Joseph Krauss supervise un immense chantier. Dans votre filmographie, vous incarnez des personnages très ancrés dans la réalité…
Dans mes fonctions, j’essaie d’être un porte-parole, d’être « les hommes », d’être tout le monde. Ce qui me ravit, c’est quand, dans la rue, les gens me disent qu’ils se sont reconnus en moi.
Plus j’ai de choses à dire, moins j’ai envie de m’exprimer
Regardez-vous encore vos films ?
Jamais ! Je déteste me voir à l’écran.
Envisagez-vous de réaliser un jour ?
Non, je suis probablement trop fier pour ça. J’ai trop peur de mal faire les choses. Si cela signifie passer deux ans et demi de ma vie à faire un film moyen, « pas mal » comme on dit poliment, cela ne m’intéresse pas. Et comme il n’y a aucune chance que je fasse « Citizen Kane »…

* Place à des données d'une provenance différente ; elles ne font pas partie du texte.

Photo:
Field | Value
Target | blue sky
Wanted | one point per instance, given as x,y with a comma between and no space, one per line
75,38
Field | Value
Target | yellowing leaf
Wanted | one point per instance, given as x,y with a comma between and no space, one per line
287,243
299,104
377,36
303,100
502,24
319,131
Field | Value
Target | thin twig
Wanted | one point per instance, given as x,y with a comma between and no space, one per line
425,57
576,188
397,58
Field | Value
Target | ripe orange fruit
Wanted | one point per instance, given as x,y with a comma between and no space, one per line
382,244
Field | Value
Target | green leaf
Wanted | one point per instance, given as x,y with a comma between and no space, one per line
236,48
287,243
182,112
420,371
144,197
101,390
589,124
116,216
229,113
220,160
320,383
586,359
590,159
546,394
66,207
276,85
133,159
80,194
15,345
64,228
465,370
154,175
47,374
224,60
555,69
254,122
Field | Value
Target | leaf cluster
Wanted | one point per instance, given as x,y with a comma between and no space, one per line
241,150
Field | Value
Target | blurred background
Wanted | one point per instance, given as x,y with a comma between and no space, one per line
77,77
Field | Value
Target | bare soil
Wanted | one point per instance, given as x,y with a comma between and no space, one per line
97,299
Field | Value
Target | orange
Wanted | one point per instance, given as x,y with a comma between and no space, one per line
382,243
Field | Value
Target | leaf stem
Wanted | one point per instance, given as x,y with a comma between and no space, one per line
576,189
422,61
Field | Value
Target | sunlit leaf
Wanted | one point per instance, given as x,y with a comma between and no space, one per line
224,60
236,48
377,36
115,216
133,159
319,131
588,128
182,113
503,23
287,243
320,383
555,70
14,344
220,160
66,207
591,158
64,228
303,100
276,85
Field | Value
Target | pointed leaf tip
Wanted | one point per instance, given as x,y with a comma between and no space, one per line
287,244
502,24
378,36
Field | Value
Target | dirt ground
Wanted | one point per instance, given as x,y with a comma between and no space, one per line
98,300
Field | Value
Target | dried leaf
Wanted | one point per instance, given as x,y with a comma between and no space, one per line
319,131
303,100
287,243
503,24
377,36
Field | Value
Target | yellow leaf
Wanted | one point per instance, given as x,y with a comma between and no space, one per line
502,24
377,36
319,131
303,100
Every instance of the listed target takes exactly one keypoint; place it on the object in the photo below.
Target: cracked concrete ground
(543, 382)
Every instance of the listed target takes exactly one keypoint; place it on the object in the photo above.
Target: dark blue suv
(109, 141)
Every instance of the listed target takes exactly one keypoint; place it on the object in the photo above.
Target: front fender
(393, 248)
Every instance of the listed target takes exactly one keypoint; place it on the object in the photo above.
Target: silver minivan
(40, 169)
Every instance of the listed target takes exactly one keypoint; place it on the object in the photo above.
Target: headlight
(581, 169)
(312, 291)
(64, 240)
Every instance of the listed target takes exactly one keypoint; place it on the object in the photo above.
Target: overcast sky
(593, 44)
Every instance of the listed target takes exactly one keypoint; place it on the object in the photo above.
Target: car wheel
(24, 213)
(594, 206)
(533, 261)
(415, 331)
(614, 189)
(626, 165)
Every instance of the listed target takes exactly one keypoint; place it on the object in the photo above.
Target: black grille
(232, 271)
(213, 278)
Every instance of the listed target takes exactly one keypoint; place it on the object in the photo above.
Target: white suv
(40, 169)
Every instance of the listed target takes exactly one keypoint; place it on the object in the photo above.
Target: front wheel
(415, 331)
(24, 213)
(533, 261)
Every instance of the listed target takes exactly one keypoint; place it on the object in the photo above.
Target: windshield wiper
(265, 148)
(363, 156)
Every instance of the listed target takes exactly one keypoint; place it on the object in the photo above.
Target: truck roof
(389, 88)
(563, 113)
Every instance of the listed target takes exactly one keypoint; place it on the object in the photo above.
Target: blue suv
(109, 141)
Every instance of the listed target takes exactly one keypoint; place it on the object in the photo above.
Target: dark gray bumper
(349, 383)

Cependant, nous pensons que vous avez beaucoup à dire…
Plus j’ai de choses à dire, moins j’ai envie de m’exprimer. J’ai donné moins d’interviews ces dernières années. Je reste à la maison. Il y a tellement de talk-shows, de programmes… Si je vais à une émission de télévision, à la seconde où j’entends les animateurs me dire, entre ricanements : « on a adoré le film, tu es incroyable ! », j’ai juste envie de dire « stop », ou « tu as dit exactement la même chose à ton invité hier, et tu diras la même chose à ton invité demain »… Parfois j’aimerais pouvoir, vivre, me tourner vers les Français et dites-leur : « Vous savez, tous ces chiffres, je n’y crois pas, je ne suis pas dupe. »
« Le Choix » de Gilles Bourdos. Durée : 1 heure 17 minutes. Sortie en salles mercredi.
Voyage jusqu’au bout de la nuit
Un homme en fuite. Ou en route vers sa vérité. Un soir, Joseph Krauss (Vincent Lindon), ingénieur, décide d’abandonner l’imposant chantier dont il a la charge, et de quitter sa famille. Il s’en échappe, en voiture, réquisitionné par une crise personnelle dont les motivations se révèlent peu à peu au spectateur. Unité de lieu (l’intérieur d’une automobile), de temps (une nuit), un seul personnage à l’écran : dans « Le Choix », sixième long métrage de Gilles Bourdos (« Renoir »), remake du film britannique « Locke » , l’énergie, la tension viennent de l’histoire. L’histoire ne cesse de se tordre et de se retourner. Elle progresse au fil des conversations téléphoniques qui se multiplient entre l’ingénieur défaillant et ses proches. Enfants, épouse, collègues… Ce film dense et sous pression (à peine 1h20) décrit de manière assez fascinante un homme ambigu, prisonnier de son obsession de la vertu et de la perfection.